The Longines Kentucky Oaks is the marquee race for 3-year-old fillies and the sister race to the Kentucky Derby Presented by Woodford Reserve, taking place on the Friday before the run for the roses each year. Although it may not have the name recognition of the Derby, winning the Oaks is a very nice feather in any trainer’s, jockey’s or owner’s cap, and the race often plays a big part in deciding champion 3-year-old filly honors at the end of the year. Read on to reminisce about six editions of the race made memorable for unique reasons.
In 2009, Rachel Alexandra rolled into the month of May on an impressive four-race win streak, leading some to suggest she should take on males in the Kentucky Derby rather than drub another field of overmatched fillies in the Oaks. Her owners were adamant about keeping her competing against her own gender, though, and she put on a show in the Oaks, galloping to a record 20 ¼-length win over six other fillies. Rachel Alexandra was sold after that race and later defeated males on three separate occasions, but her record-breaking Kentucky Oaks win was a defining victory in her legendary season.
Hall of Fame trainer Woody Stephens considered running champion 2-year-old filly Heavenly Cause against the boys in the 1981 Kentucky Derby, but instead he opted for the Oaks and gave fans one of the more exciting editions of the race. Heavenly Cause outdueled her stablemate De La Rose to win by a nose, with Wayward Lass finishing third.

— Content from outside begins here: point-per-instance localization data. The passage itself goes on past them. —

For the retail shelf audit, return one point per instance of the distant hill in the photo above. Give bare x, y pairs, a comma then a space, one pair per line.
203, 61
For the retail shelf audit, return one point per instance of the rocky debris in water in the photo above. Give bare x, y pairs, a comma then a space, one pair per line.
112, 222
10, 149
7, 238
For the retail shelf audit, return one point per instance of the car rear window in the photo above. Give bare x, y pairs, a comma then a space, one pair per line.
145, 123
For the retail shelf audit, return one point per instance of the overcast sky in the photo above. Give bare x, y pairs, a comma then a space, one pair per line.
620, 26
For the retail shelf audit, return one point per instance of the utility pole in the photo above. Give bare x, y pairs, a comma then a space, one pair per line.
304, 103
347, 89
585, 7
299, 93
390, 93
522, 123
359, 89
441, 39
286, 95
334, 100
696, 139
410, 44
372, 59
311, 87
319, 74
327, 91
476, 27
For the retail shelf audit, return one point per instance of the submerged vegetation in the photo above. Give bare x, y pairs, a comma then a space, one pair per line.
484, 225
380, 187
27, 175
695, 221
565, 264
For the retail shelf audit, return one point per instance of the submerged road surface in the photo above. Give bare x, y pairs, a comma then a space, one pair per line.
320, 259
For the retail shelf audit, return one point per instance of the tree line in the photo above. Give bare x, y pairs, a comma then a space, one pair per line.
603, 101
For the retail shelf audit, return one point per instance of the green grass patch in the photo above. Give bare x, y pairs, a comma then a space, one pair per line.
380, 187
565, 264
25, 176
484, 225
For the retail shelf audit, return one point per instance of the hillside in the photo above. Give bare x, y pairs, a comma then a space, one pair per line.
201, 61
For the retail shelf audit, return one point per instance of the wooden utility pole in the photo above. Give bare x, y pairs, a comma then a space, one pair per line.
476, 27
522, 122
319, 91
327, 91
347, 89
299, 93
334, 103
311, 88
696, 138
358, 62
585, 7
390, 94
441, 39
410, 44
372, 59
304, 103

Race favorite Truly Bound finished fourth in her quest to stretch her unbeaten streak to seven. De La Rose was named champion turf female that year, and Wayward Lass dominated the second half of the season to be named champion 3-year-old filly. The top three finishers in the 1981 Kentucky Oaks were not only all named champion at one point or another, they also all had stakes races named after them.
The 2006 edition of the Kentucky Oaks featured a full field of 14 horses, including Ashland Stakes winner Bushfire, who would later win both the Acorn and Mother Goose Stakes, and eventual champion Wait a While. Lemons Forever had only a third-place finish in the Bourbonette Oaks to her credit and was dismissed at 47.10-1, the longest shot in the field. Early in the race she ran to her odds, but heading into the turn for home something remarkable happened. Lemons Forever began picking off horses one by one, rolling into 10th place then fifth, and finally, first, winning the Kentucky Oaks by 1 ½ lengths and paying a record $96.20 for every $2 bet. She never won another stakes but has proven valuable in the breeding shed with two Grade 1 winners to her credit.

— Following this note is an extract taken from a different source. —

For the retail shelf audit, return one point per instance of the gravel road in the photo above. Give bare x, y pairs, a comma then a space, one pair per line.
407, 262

Hall of Famer Davona Dale was one of the most spectacular fillies to win the Kentucky Oaks. She splashed to an impressive 4 ½-length win in the 1979 race, but looking back the Oaks was but one jewel in her crown. Davona Dale’s Kentucky Oaks score was her fourth victory in an eight-race win streak. She swept the Oaks, the Black-Eyed Susan Stakes at Pimlico Race Course and the Acorn Stakes at Belmont. She then completed the New York Triple Tiara by adding wins in the Mother Goose Stakes and the Coaching Club American Oaks to her Acorn victory. Davona Dale was named champion 3-year-old filly and has a Kentucky Oaks prep race named after her at Gulfstream Park.
Just one year after Rachel Alexandra’s dominant Oaks win, Blind Luck took the 2010 edition in another thriller. Sold for just $11,000 as a yearling, Blind Luck blossomed into one of the most determined racemares of recent years. She entered the Kentucky Oaks off a win in the Fantasy Stakes with a trio of Grade 1 (highest level) wins already to her credit, justifying her 1.30-1 favoritism. After starting the race in her customary last position, Blind Luck began to inhale her competition on the turn for home but was still in third near midstretch, digging deep and catching Evening Jewel just before the finish line in a head-bobbing finish. She was named that year’s champion 3-year-old filly.

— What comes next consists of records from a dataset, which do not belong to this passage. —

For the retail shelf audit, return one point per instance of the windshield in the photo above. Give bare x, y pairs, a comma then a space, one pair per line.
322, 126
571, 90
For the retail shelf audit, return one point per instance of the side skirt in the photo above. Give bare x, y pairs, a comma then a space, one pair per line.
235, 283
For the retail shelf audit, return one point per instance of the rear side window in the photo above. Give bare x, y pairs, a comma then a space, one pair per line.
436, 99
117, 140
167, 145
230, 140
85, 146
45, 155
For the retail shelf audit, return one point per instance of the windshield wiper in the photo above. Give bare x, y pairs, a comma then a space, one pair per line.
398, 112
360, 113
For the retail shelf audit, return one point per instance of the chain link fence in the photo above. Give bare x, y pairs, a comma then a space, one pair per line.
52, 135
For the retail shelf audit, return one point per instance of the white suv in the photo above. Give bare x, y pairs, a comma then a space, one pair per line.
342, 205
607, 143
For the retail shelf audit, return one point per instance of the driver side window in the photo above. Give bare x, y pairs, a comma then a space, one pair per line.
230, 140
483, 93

The 2002 edition of the Kentucky Oaks gives the 1981 race a run for its money in terms of star power. Heavy favorite Take Charge Lady was run down late by 20-1 longshot Farda Amiga, with Habibti closing for third and You holding on for fourth. Imperial Gesture finished a disappointing eighth of nine after being slammed at the start. Now for the credentials: Farda Amiga was named champion that year after she won the historic Alabama Stakes and finished second to future Hall of Famer Azeri in the 2002 Breeders’ Cup Distaff. Take Charge Lady finished first or second in 18 of her 22 career races, including three Grade 1 wins at Keeneland, and later produced (became the mother of) champion Will Take Charge and Grade 1 winner Take Charge Indy, plus she is the grandam (maternal grandmother) of champion Take Charge Brandi. You was first, second or third in 19 of her 23 career races, including five Grade 1 wins. Habibti was a multiple Grade 1 winner at age 2, and Imperial Gesture later won a pair of Grade 1 races and finished third, just behind Farda Amiga, in the Breeders’ Cup Distaff. The 2002 Oaks gives “field of dreams” a whole new meaning!